Hace muchos años en el país era muy complicado encontrar personal que hiciera labores de limpieza, estaban pasando los efectos de la gran depresión y eran muy estrictos en la selección de personal, ya que se colaban muchos migrantes europeos.

El obispo administrador de la catedral de San Patricio, ya estaba desesperado por encontrar quien hiciera la limpieza del recinto en todas sus áreas. Los requisitos eran demasiado estrictos y no lograba encontrar a la persona que cubriera todos los requisitos. Después de entrevistar a muchas personas solicitantes encuentra a un inmigrante polaco; llenaba con creces todos los requisitos excepto uno; no sabía leer ni escribir.

Este es el resumen de una historia escuchada en uno de mis múltiples viajes; ¿Reconocen el patrón?, efectivamente no es de mi autoría; por favor ubíquenla en donde les sea más atractivo, Nueva York o Inglaterra.
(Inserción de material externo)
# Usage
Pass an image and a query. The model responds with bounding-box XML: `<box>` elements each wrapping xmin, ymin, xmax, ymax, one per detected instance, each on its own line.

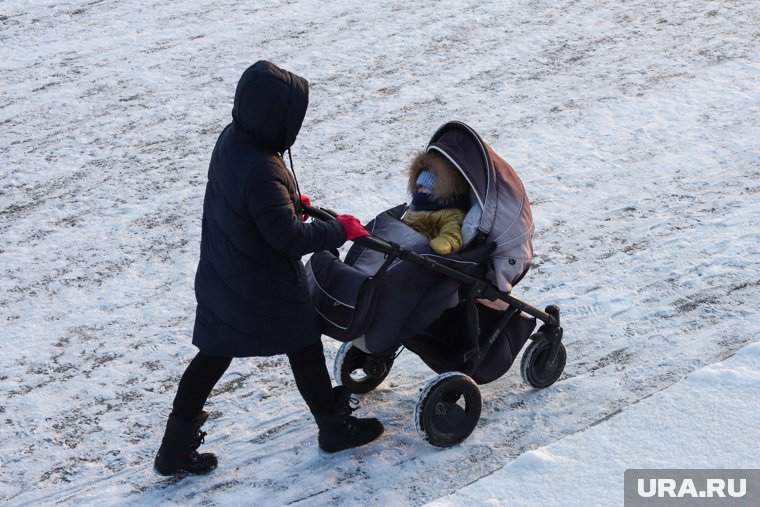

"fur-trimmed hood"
<box><xmin>408</xmin><ymin>151</ymin><xmax>470</xmax><ymax>200</ymax></box>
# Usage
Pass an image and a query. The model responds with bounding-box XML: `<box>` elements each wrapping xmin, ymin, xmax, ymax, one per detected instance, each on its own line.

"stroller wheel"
<box><xmin>520</xmin><ymin>333</ymin><xmax>567</xmax><ymax>388</ymax></box>
<box><xmin>333</xmin><ymin>342</ymin><xmax>394</xmax><ymax>394</ymax></box>
<box><xmin>414</xmin><ymin>372</ymin><xmax>482</xmax><ymax>447</ymax></box>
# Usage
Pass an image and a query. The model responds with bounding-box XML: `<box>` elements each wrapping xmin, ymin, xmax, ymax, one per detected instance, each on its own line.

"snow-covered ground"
<box><xmin>0</xmin><ymin>0</ymin><xmax>760</xmax><ymax>505</ymax></box>
<box><xmin>430</xmin><ymin>343</ymin><xmax>760</xmax><ymax>507</ymax></box>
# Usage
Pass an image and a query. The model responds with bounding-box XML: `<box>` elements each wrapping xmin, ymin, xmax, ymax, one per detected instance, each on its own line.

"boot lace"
<box><xmin>193</xmin><ymin>431</ymin><xmax>208</xmax><ymax>451</ymax></box>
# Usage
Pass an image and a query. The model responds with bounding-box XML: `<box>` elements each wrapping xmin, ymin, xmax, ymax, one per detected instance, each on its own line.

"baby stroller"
<box><xmin>304</xmin><ymin>122</ymin><xmax>567</xmax><ymax>447</ymax></box>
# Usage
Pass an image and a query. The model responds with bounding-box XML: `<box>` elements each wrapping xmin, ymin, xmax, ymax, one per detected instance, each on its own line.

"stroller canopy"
<box><xmin>427</xmin><ymin>121</ymin><xmax>534</xmax><ymax>292</ymax></box>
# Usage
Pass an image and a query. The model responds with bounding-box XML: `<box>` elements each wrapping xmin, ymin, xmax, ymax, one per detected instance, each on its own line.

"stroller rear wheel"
<box><xmin>333</xmin><ymin>342</ymin><xmax>394</xmax><ymax>394</ymax></box>
<box><xmin>520</xmin><ymin>333</ymin><xmax>567</xmax><ymax>388</ymax></box>
<box><xmin>414</xmin><ymin>372</ymin><xmax>482</xmax><ymax>447</ymax></box>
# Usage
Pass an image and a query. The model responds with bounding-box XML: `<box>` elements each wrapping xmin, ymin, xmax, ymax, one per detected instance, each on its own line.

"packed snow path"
<box><xmin>0</xmin><ymin>0</ymin><xmax>760</xmax><ymax>505</ymax></box>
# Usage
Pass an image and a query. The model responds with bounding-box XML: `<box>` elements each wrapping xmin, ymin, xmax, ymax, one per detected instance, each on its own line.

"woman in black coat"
<box><xmin>155</xmin><ymin>61</ymin><xmax>383</xmax><ymax>475</ymax></box>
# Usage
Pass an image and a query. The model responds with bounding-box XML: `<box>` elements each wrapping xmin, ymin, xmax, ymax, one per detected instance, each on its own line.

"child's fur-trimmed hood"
<box><xmin>408</xmin><ymin>151</ymin><xmax>470</xmax><ymax>199</ymax></box>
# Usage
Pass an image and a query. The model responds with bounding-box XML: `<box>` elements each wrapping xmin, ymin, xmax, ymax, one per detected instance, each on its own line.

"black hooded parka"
<box><xmin>193</xmin><ymin>61</ymin><xmax>346</xmax><ymax>357</ymax></box>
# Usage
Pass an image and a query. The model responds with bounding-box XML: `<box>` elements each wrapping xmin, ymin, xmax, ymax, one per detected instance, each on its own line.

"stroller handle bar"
<box><xmin>301</xmin><ymin>205</ymin><xmax>559</xmax><ymax>326</ymax></box>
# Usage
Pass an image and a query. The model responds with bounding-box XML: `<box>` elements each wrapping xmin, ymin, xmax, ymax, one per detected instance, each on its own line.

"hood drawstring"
<box><xmin>288</xmin><ymin>148</ymin><xmax>302</xmax><ymax>213</ymax></box>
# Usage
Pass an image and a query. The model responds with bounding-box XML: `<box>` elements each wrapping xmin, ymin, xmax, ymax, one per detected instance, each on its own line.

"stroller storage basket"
<box><xmin>306</xmin><ymin>252</ymin><xmax>395</xmax><ymax>342</ymax></box>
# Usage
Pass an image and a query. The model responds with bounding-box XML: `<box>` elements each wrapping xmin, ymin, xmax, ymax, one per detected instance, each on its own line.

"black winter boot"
<box><xmin>314</xmin><ymin>386</ymin><xmax>384</xmax><ymax>453</ymax></box>
<box><xmin>153</xmin><ymin>411</ymin><xmax>217</xmax><ymax>475</ymax></box>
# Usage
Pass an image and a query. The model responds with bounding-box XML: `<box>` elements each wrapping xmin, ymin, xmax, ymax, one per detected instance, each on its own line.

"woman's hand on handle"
<box><xmin>335</xmin><ymin>215</ymin><xmax>370</xmax><ymax>241</ymax></box>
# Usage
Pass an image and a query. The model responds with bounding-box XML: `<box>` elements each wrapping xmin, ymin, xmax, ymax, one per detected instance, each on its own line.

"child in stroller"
<box><xmin>402</xmin><ymin>151</ymin><xmax>470</xmax><ymax>255</ymax></box>
<box><xmin>306</xmin><ymin>122</ymin><xmax>566</xmax><ymax>447</ymax></box>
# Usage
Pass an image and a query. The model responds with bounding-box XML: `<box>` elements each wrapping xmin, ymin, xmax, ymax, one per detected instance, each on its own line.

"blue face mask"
<box><xmin>416</xmin><ymin>169</ymin><xmax>437</xmax><ymax>192</ymax></box>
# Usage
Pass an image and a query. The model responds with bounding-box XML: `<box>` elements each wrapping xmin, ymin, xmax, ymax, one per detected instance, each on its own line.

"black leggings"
<box><xmin>177</xmin><ymin>340</ymin><xmax>334</xmax><ymax>421</ymax></box>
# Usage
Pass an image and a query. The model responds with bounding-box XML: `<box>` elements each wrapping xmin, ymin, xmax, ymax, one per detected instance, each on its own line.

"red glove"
<box><xmin>335</xmin><ymin>215</ymin><xmax>369</xmax><ymax>241</ymax></box>
<box><xmin>300</xmin><ymin>194</ymin><xmax>311</xmax><ymax>222</ymax></box>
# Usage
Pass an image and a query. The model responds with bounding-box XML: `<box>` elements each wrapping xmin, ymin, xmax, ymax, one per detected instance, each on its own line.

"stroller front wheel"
<box><xmin>520</xmin><ymin>333</ymin><xmax>567</xmax><ymax>388</ymax></box>
<box><xmin>414</xmin><ymin>372</ymin><xmax>482</xmax><ymax>447</ymax></box>
<box><xmin>333</xmin><ymin>342</ymin><xmax>393</xmax><ymax>394</ymax></box>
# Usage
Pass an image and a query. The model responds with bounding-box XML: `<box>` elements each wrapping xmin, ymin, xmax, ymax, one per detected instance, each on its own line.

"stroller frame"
<box><xmin>302</xmin><ymin>205</ymin><xmax>563</xmax><ymax>382</ymax></box>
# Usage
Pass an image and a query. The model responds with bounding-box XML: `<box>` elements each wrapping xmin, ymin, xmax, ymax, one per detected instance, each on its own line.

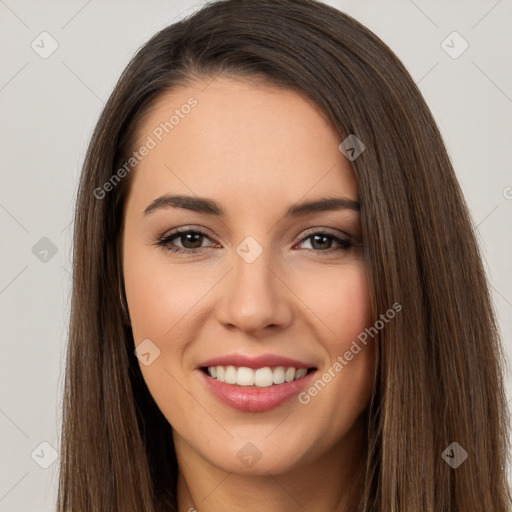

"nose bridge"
<box><xmin>219</xmin><ymin>237</ymin><xmax>292</xmax><ymax>333</ymax></box>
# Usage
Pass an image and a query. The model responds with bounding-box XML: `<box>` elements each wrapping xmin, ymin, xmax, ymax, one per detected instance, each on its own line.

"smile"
<box><xmin>203</xmin><ymin>366</ymin><xmax>313</xmax><ymax>388</ymax></box>
<box><xmin>196</xmin><ymin>354</ymin><xmax>317</xmax><ymax>413</ymax></box>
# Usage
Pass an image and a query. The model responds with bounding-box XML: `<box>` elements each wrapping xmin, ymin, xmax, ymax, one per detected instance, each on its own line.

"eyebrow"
<box><xmin>144</xmin><ymin>194</ymin><xmax>360</xmax><ymax>217</ymax></box>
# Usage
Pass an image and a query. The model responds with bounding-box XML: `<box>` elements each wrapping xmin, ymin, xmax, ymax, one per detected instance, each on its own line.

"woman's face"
<box><xmin>123</xmin><ymin>77</ymin><xmax>374</xmax><ymax>474</ymax></box>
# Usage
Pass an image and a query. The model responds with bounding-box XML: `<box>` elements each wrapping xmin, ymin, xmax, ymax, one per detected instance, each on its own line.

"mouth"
<box><xmin>200</xmin><ymin>365</ymin><xmax>316</xmax><ymax>388</ymax></box>
<box><xmin>197</xmin><ymin>356</ymin><xmax>318</xmax><ymax>413</ymax></box>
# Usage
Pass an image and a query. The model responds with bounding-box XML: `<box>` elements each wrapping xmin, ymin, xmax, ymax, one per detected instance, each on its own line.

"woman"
<box><xmin>58</xmin><ymin>0</ymin><xmax>510</xmax><ymax>512</ymax></box>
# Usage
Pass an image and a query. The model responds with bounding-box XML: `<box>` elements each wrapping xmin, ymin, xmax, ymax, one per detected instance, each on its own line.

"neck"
<box><xmin>174</xmin><ymin>422</ymin><xmax>366</xmax><ymax>512</ymax></box>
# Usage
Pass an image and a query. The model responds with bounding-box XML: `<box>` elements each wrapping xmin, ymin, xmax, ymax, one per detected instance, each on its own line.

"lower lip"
<box><xmin>198</xmin><ymin>370</ymin><xmax>316</xmax><ymax>412</ymax></box>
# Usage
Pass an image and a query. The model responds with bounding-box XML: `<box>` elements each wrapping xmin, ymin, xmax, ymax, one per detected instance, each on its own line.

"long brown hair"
<box><xmin>58</xmin><ymin>0</ymin><xmax>510</xmax><ymax>512</ymax></box>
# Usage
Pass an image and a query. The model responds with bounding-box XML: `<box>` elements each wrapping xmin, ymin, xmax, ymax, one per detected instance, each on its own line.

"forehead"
<box><xmin>127</xmin><ymin>77</ymin><xmax>358</xmax><ymax>212</ymax></box>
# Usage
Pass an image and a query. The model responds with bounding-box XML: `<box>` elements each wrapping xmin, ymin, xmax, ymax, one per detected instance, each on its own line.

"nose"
<box><xmin>217</xmin><ymin>247</ymin><xmax>293</xmax><ymax>337</ymax></box>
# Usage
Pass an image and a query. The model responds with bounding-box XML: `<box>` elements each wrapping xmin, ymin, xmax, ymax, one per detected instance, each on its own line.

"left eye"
<box><xmin>157</xmin><ymin>230</ymin><xmax>219</xmax><ymax>252</ymax></box>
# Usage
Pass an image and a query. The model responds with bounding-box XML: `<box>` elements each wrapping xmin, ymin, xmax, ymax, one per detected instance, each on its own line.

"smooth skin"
<box><xmin>122</xmin><ymin>76</ymin><xmax>374</xmax><ymax>512</ymax></box>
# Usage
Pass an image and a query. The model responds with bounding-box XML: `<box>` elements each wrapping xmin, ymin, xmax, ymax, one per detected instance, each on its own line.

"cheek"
<box><xmin>300</xmin><ymin>261</ymin><xmax>372</xmax><ymax>342</ymax></box>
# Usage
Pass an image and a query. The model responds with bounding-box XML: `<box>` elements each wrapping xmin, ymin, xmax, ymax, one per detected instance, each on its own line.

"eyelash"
<box><xmin>154</xmin><ymin>229</ymin><xmax>360</xmax><ymax>256</ymax></box>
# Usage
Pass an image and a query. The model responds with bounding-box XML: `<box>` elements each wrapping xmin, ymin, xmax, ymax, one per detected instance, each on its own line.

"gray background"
<box><xmin>0</xmin><ymin>0</ymin><xmax>512</xmax><ymax>512</ymax></box>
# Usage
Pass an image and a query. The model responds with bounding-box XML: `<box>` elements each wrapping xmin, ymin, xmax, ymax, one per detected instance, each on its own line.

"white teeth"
<box><xmin>236</xmin><ymin>366</ymin><xmax>254</xmax><ymax>386</ymax></box>
<box><xmin>274</xmin><ymin>366</ymin><xmax>284</xmax><ymax>384</ymax></box>
<box><xmin>224</xmin><ymin>366</ymin><xmax>236</xmax><ymax>384</ymax></box>
<box><xmin>208</xmin><ymin>366</ymin><xmax>308</xmax><ymax>388</ymax></box>
<box><xmin>254</xmin><ymin>366</ymin><xmax>274</xmax><ymax>388</ymax></box>
<box><xmin>284</xmin><ymin>368</ymin><xmax>295</xmax><ymax>382</ymax></box>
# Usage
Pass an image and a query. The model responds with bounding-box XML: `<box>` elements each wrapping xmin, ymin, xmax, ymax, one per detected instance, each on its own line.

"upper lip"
<box><xmin>198</xmin><ymin>354</ymin><xmax>315</xmax><ymax>369</ymax></box>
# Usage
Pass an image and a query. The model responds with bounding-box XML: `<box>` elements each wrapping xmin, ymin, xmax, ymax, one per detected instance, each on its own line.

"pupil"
<box><xmin>311</xmin><ymin>235</ymin><xmax>331</xmax><ymax>249</ymax></box>
<box><xmin>181</xmin><ymin>233</ymin><xmax>203</xmax><ymax>249</ymax></box>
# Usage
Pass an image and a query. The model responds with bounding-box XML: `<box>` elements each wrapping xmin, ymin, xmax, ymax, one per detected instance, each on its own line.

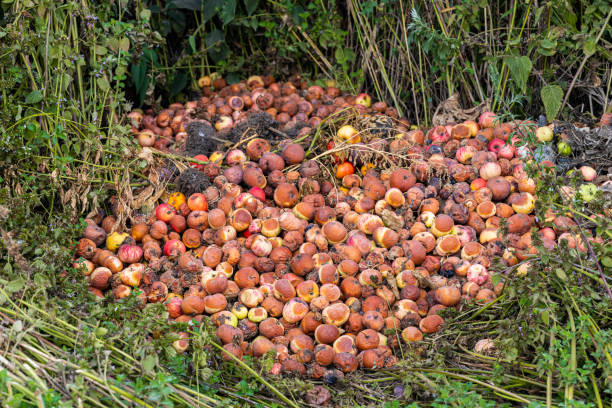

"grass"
<box><xmin>0</xmin><ymin>0</ymin><xmax>612</xmax><ymax>408</ymax></box>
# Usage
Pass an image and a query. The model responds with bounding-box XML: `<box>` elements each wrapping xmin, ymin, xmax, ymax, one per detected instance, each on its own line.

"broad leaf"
<box><xmin>26</xmin><ymin>90</ymin><xmax>42</xmax><ymax>103</ymax></box>
<box><xmin>202</xmin><ymin>0</ymin><xmax>224</xmax><ymax>23</ymax></box>
<box><xmin>505</xmin><ymin>55</ymin><xmax>533</xmax><ymax>93</ymax></box>
<box><xmin>170</xmin><ymin>72</ymin><xmax>187</xmax><ymax>99</ymax></box>
<box><xmin>219</xmin><ymin>0</ymin><xmax>236</xmax><ymax>27</ymax></box>
<box><xmin>244</xmin><ymin>0</ymin><xmax>259</xmax><ymax>16</ymax></box>
<box><xmin>540</xmin><ymin>85</ymin><xmax>563</xmax><ymax>122</ymax></box>
<box><xmin>172</xmin><ymin>0</ymin><xmax>205</xmax><ymax>10</ymax></box>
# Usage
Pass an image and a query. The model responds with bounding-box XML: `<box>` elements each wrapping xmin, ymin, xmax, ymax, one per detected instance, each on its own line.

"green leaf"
<box><xmin>171</xmin><ymin>0</ymin><xmax>202</xmax><ymax>11</ymax></box>
<box><xmin>540</xmin><ymin>310</ymin><xmax>550</xmax><ymax>326</ymax></box>
<box><xmin>170</xmin><ymin>72</ymin><xmax>187</xmax><ymax>99</ymax></box>
<box><xmin>132</xmin><ymin>60</ymin><xmax>149</xmax><ymax>105</ymax></box>
<box><xmin>94</xmin><ymin>44</ymin><xmax>108</xmax><ymax>55</ymax></box>
<box><xmin>582</xmin><ymin>38</ymin><xmax>597</xmax><ymax>57</ymax></box>
<box><xmin>119</xmin><ymin>37</ymin><xmax>130</xmax><ymax>52</ymax></box>
<box><xmin>219</xmin><ymin>0</ymin><xmax>236</xmax><ymax>27</ymax></box>
<box><xmin>26</xmin><ymin>90</ymin><xmax>42</xmax><ymax>103</ymax></box>
<box><xmin>188</xmin><ymin>35</ymin><xmax>197</xmax><ymax>54</ymax></box>
<box><xmin>505</xmin><ymin>55</ymin><xmax>533</xmax><ymax>93</ymax></box>
<box><xmin>540</xmin><ymin>85</ymin><xmax>563</xmax><ymax>122</ymax></box>
<box><xmin>97</xmin><ymin>77</ymin><xmax>110</xmax><ymax>92</ymax></box>
<box><xmin>142</xmin><ymin>355</ymin><xmax>157</xmax><ymax>373</ymax></box>
<box><xmin>555</xmin><ymin>268</ymin><xmax>567</xmax><ymax>281</ymax></box>
<box><xmin>204</xmin><ymin>29</ymin><xmax>225</xmax><ymax>48</ymax></box>
<box><xmin>202</xmin><ymin>0</ymin><xmax>223</xmax><ymax>24</ymax></box>
<box><xmin>13</xmin><ymin>320</ymin><xmax>23</xmax><ymax>333</ymax></box>
<box><xmin>4</xmin><ymin>278</ymin><xmax>25</xmax><ymax>293</ymax></box>
<box><xmin>140</xmin><ymin>9</ymin><xmax>151</xmax><ymax>21</ymax></box>
<box><xmin>244</xmin><ymin>0</ymin><xmax>259</xmax><ymax>16</ymax></box>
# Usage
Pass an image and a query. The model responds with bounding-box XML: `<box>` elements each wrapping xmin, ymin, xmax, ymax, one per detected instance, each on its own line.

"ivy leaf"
<box><xmin>26</xmin><ymin>90</ymin><xmax>42</xmax><ymax>104</ymax></box>
<box><xmin>540</xmin><ymin>85</ymin><xmax>563</xmax><ymax>122</ymax></box>
<box><xmin>505</xmin><ymin>55</ymin><xmax>533</xmax><ymax>93</ymax></box>
<box><xmin>244</xmin><ymin>0</ymin><xmax>259</xmax><ymax>16</ymax></box>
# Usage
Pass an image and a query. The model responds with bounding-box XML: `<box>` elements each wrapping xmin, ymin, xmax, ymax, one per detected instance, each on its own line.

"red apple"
<box><xmin>488</xmin><ymin>138</ymin><xmax>506</xmax><ymax>154</ymax></box>
<box><xmin>249</xmin><ymin>187</ymin><xmax>266</xmax><ymax>201</ymax></box>
<box><xmin>164</xmin><ymin>239</ymin><xmax>187</xmax><ymax>256</ymax></box>
<box><xmin>191</xmin><ymin>154</ymin><xmax>208</xmax><ymax>170</ymax></box>
<box><xmin>155</xmin><ymin>203</ymin><xmax>176</xmax><ymax>222</ymax></box>
<box><xmin>355</xmin><ymin>93</ymin><xmax>372</xmax><ymax>108</ymax></box>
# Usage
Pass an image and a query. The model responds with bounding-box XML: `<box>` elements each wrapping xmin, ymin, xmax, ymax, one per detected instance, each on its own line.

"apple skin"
<box><xmin>249</xmin><ymin>187</ymin><xmax>266</xmax><ymax>202</ymax></box>
<box><xmin>497</xmin><ymin>144</ymin><xmax>516</xmax><ymax>160</ymax></box>
<box><xmin>155</xmin><ymin>203</ymin><xmax>176</xmax><ymax>222</ymax></box>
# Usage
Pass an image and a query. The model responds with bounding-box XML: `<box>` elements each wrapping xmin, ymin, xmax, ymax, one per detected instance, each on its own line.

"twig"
<box><xmin>559</xmin><ymin>8</ymin><xmax>612</xmax><ymax>114</ymax></box>
<box><xmin>555</xmin><ymin>185</ymin><xmax>612</xmax><ymax>300</ymax></box>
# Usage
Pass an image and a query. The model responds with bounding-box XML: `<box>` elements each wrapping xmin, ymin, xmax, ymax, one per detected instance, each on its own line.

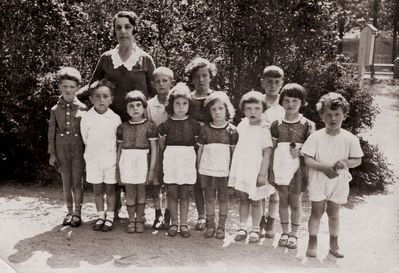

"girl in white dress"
<box><xmin>229</xmin><ymin>91</ymin><xmax>274</xmax><ymax>243</ymax></box>
<box><xmin>197</xmin><ymin>91</ymin><xmax>238</xmax><ymax>239</ymax></box>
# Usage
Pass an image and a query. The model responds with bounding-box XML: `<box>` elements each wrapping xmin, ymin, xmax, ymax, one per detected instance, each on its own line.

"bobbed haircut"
<box><xmin>152</xmin><ymin>66</ymin><xmax>174</xmax><ymax>80</ymax></box>
<box><xmin>57</xmin><ymin>67</ymin><xmax>82</xmax><ymax>85</ymax></box>
<box><xmin>112</xmin><ymin>11</ymin><xmax>139</xmax><ymax>36</ymax></box>
<box><xmin>184</xmin><ymin>57</ymin><xmax>217</xmax><ymax>83</ymax></box>
<box><xmin>278</xmin><ymin>83</ymin><xmax>308</xmax><ymax>107</ymax></box>
<box><xmin>204</xmin><ymin>91</ymin><xmax>235</xmax><ymax>123</ymax></box>
<box><xmin>262</xmin><ymin>65</ymin><xmax>284</xmax><ymax>79</ymax></box>
<box><xmin>165</xmin><ymin>82</ymin><xmax>192</xmax><ymax>116</ymax></box>
<box><xmin>240</xmin><ymin>90</ymin><xmax>266</xmax><ymax>113</ymax></box>
<box><xmin>89</xmin><ymin>79</ymin><xmax>115</xmax><ymax>96</ymax></box>
<box><xmin>316</xmin><ymin>92</ymin><xmax>350</xmax><ymax>115</ymax></box>
<box><xmin>125</xmin><ymin>90</ymin><xmax>147</xmax><ymax>109</ymax></box>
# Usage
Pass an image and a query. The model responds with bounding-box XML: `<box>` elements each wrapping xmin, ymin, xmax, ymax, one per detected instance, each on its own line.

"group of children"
<box><xmin>49</xmin><ymin>58</ymin><xmax>363</xmax><ymax>257</ymax></box>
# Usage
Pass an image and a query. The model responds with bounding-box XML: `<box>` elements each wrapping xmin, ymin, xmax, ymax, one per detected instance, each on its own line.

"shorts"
<box><xmin>86</xmin><ymin>162</ymin><xmax>116</xmax><ymax>184</ymax></box>
<box><xmin>309</xmin><ymin>170</ymin><xmax>352</xmax><ymax>204</ymax></box>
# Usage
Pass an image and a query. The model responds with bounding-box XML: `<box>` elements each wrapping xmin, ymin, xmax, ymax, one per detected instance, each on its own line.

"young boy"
<box><xmin>80</xmin><ymin>79</ymin><xmax>121</xmax><ymax>231</ymax></box>
<box><xmin>301</xmin><ymin>92</ymin><xmax>363</xmax><ymax>258</ymax></box>
<box><xmin>260</xmin><ymin>65</ymin><xmax>285</xmax><ymax>238</ymax></box>
<box><xmin>48</xmin><ymin>67</ymin><xmax>87</xmax><ymax>227</ymax></box>
<box><xmin>147</xmin><ymin>66</ymin><xmax>174</xmax><ymax>229</ymax></box>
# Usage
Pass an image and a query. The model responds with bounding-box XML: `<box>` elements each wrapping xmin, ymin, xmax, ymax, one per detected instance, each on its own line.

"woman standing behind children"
<box><xmin>229</xmin><ymin>91</ymin><xmax>274</xmax><ymax>243</ymax></box>
<box><xmin>117</xmin><ymin>90</ymin><xmax>158</xmax><ymax>233</ymax></box>
<box><xmin>270</xmin><ymin>83</ymin><xmax>314</xmax><ymax>249</ymax></box>
<box><xmin>185</xmin><ymin>57</ymin><xmax>217</xmax><ymax>231</ymax></box>
<box><xmin>302</xmin><ymin>92</ymin><xmax>363</xmax><ymax>258</ymax></box>
<box><xmin>80</xmin><ymin>79</ymin><xmax>121</xmax><ymax>231</ymax></box>
<box><xmin>197</xmin><ymin>91</ymin><xmax>238</xmax><ymax>239</ymax></box>
<box><xmin>48</xmin><ymin>67</ymin><xmax>87</xmax><ymax>227</ymax></box>
<box><xmin>158</xmin><ymin>83</ymin><xmax>200</xmax><ymax>238</ymax></box>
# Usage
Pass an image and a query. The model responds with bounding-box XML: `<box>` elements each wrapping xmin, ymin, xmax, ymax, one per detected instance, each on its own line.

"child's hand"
<box><xmin>333</xmin><ymin>160</ymin><xmax>348</xmax><ymax>170</ymax></box>
<box><xmin>322</xmin><ymin>166</ymin><xmax>338</xmax><ymax>179</ymax></box>
<box><xmin>290</xmin><ymin>148</ymin><xmax>301</xmax><ymax>158</ymax></box>
<box><xmin>256</xmin><ymin>175</ymin><xmax>267</xmax><ymax>187</ymax></box>
<box><xmin>49</xmin><ymin>155</ymin><xmax>57</xmax><ymax>166</ymax></box>
<box><xmin>148</xmin><ymin>169</ymin><xmax>155</xmax><ymax>184</ymax></box>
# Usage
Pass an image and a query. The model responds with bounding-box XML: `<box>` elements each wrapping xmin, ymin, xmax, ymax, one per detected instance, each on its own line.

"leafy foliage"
<box><xmin>0</xmin><ymin>0</ymin><xmax>389</xmax><ymax>189</ymax></box>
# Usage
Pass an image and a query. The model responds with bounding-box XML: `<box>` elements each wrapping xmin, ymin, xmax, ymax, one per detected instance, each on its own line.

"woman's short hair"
<box><xmin>125</xmin><ymin>90</ymin><xmax>147</xmax><ymax>108</ymax></box>
<box><xmin>89</xmin><ymin>79</ymin><xmax>115</xmax><ymax>96</ymax></box>
<box><xmin>204</xmin><ymin>91</ymin><xmax>235</xmax><ymax>123</ymax></box>
<box><xmin>278</xmin><ymin>83</ymin><xmax>308</xmax><ymax>107</ymax></box>
<box><xmin>112</xmin><ymin>11</ymin><xmax>139</xmax><ymax>36</ymax></box>
<box><xmin>57</xmin><ymin>67</ymin><xmax>82</xmax><ymax>85</ymax></box>
<box><xmin>240</xmin><ymin>90</ymin><xmax>266</xmax><ymax>112</ymax></box>
<box><xmin>165</xmin><ymin>82</ymin><xmax>192</xmax><ymax>116</ymax></box>
<box><xmin>316</xmin><ymin>92</ymin><xmax>350</xmax><ymax>115</ymax></box>
<box><xmin>184</xmin><ymin>57</ymin><xmax>217</xmax><ymax>83</ymax></box>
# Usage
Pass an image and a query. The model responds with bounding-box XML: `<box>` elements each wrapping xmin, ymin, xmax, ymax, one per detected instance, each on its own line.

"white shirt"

Todas las madrugadas, antes del horario de la celebración de la primera eucaristía en la catedral de San Patricio; se veía a un hombre como de treinta años, barrer la calle del frente del recinto; también aseaba el presbiterio en la nave mayor, limpiaba las bancas, barría y sacudía los nichos, atendía las habitaciones de los sacerdotes residentes; en fin se encargaba de todo menos el lavado de ropa.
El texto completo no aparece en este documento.